中学の同級生からmixiでメッセージがきた。

Iからmixiでメッセージがきた。中学の同級生だ。
思えばIとは確か、三年間ずっと同じクラスだった。
背はクラスで一番低くて体は丸っこく、明るくて素朴で繊細なところがあって、何よりいい奴だった。中学に入ったあたりで授業中、正負の計算で数学の先生にわいわい質問して、理解できなくて、『なんか思ってたのと違う』と、納得いかなげな顔をして落ち込んでいたのを覚えている。
一年もするとIは立派な不良になっていた。髪を金色にして、ワルさしてるグループとつるみ、段々学校には来なくなった。よくある話で、普通に学校にいればそんなにやさぐれているというわけでもなく、先生方とも気さくに話して、面白いことには興味を示す心を持っていて、僕はどちらかというとそんな彼と仲良くしていたので、帰りのHRで先生を無視して何人かで後ろの方で椅子を集めて漫画の話なんかしたのを覚えている。ぶっちゃけ優等生がそういうことをしているのは先生にとっては色々とすごく厄介だったようで、今では申し訳なくも思う。

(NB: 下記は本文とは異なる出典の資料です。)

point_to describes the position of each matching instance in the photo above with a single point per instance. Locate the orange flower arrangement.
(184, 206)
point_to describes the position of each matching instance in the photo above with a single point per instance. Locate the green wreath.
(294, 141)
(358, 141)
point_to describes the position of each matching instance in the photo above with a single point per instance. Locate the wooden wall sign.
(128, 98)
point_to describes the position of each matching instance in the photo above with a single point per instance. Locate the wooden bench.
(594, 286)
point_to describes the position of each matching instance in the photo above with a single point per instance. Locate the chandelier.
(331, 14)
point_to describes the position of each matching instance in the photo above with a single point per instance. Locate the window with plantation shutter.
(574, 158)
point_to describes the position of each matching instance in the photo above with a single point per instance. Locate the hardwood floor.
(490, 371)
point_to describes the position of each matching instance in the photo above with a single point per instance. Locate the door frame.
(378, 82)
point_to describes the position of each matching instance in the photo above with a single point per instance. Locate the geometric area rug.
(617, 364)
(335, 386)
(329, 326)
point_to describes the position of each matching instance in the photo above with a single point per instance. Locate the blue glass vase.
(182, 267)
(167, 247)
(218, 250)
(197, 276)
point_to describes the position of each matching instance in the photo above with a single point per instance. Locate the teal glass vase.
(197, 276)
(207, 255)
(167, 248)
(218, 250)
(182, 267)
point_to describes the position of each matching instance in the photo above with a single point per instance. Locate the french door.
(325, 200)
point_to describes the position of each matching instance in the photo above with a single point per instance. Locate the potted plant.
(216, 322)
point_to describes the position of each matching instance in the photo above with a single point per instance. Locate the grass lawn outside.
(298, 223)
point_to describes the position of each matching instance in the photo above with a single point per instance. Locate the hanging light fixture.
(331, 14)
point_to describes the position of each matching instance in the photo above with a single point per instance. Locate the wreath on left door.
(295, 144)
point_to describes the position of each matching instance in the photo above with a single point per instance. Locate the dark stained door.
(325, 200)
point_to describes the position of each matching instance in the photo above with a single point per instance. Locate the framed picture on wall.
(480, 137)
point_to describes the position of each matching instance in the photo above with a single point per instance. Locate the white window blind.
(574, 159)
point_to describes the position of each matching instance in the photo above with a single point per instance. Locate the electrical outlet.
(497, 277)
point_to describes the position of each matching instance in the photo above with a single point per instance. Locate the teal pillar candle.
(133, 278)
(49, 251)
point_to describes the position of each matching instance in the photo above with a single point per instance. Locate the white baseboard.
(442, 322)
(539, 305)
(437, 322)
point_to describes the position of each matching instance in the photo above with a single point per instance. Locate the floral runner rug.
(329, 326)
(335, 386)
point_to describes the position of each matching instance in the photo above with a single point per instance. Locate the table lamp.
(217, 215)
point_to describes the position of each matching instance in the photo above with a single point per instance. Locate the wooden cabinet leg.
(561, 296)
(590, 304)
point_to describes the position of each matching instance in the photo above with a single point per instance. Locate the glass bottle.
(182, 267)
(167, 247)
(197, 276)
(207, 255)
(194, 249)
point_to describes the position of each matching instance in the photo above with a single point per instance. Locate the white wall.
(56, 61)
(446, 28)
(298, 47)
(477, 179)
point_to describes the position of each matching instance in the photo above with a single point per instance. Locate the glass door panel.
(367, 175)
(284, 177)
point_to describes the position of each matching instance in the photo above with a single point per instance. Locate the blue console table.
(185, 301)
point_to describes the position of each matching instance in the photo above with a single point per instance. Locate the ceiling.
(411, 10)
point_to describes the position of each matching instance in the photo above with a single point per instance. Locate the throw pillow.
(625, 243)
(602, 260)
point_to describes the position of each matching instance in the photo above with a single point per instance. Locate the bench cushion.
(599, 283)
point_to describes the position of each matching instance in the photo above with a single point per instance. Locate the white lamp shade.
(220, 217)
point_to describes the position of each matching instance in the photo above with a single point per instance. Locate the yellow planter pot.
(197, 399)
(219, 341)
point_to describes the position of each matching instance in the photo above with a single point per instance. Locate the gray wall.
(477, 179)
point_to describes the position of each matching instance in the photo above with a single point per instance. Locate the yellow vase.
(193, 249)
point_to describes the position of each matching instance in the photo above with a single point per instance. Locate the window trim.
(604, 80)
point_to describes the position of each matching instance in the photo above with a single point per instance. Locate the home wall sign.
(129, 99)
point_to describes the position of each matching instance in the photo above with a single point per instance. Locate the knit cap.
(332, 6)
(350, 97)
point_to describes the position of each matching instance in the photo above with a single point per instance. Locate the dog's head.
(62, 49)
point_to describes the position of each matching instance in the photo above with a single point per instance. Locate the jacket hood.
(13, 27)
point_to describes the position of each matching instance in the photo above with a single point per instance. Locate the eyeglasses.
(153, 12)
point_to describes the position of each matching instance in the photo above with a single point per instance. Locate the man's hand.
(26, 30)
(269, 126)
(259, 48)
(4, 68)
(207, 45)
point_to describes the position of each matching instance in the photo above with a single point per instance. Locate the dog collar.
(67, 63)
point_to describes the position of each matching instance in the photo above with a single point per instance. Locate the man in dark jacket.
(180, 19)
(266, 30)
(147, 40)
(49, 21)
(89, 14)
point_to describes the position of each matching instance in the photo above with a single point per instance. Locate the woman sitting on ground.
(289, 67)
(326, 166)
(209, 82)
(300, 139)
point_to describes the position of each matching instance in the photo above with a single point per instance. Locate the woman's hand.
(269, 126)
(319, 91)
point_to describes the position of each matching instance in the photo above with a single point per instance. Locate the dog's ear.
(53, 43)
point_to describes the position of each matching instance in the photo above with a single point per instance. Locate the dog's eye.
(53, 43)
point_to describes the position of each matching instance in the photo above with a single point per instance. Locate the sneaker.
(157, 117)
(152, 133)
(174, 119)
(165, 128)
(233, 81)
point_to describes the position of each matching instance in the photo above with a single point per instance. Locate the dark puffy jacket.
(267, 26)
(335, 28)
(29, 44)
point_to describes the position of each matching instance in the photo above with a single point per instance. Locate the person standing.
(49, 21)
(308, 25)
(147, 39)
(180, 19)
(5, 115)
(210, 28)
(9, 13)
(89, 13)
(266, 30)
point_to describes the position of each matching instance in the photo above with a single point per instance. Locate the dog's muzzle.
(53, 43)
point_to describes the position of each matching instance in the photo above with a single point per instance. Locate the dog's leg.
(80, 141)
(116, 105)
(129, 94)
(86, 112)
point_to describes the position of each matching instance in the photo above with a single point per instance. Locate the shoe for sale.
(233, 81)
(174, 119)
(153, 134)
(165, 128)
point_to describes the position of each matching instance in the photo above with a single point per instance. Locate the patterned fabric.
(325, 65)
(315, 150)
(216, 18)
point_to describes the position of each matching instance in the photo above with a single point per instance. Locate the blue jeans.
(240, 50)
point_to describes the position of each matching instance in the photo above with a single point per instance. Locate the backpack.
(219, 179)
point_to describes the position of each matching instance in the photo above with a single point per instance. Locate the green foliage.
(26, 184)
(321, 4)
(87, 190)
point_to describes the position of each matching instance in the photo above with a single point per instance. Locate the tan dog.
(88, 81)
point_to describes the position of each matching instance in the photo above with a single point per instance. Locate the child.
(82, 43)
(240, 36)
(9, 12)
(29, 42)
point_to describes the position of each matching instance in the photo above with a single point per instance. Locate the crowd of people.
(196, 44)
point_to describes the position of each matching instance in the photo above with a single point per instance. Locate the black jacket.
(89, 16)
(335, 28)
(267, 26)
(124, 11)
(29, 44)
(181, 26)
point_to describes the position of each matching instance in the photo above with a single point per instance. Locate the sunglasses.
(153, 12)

中学3年生の、部活も引退して適当に遊んでいた頃、部活の同級生と一つ下の後輩を交えて、公園で花火をしていたところにIがたまたまもう一人陽気な友達(彼ももちろん不良の一味ではあった)を連れて現れた。ダイジェストで話をすると、彼は僕の部の友達によくわからない理由で詰め寄り、かぶっていたキャップを片手で弾き飛ばしたあとに逆の手で左目の近くをぶん殴った。横で見ていた僕には何がなんだかよくわからなかったし、予想外に躊躇いがなく、止める隙もなかった。なんというか、あぁこれが場数か、と思った。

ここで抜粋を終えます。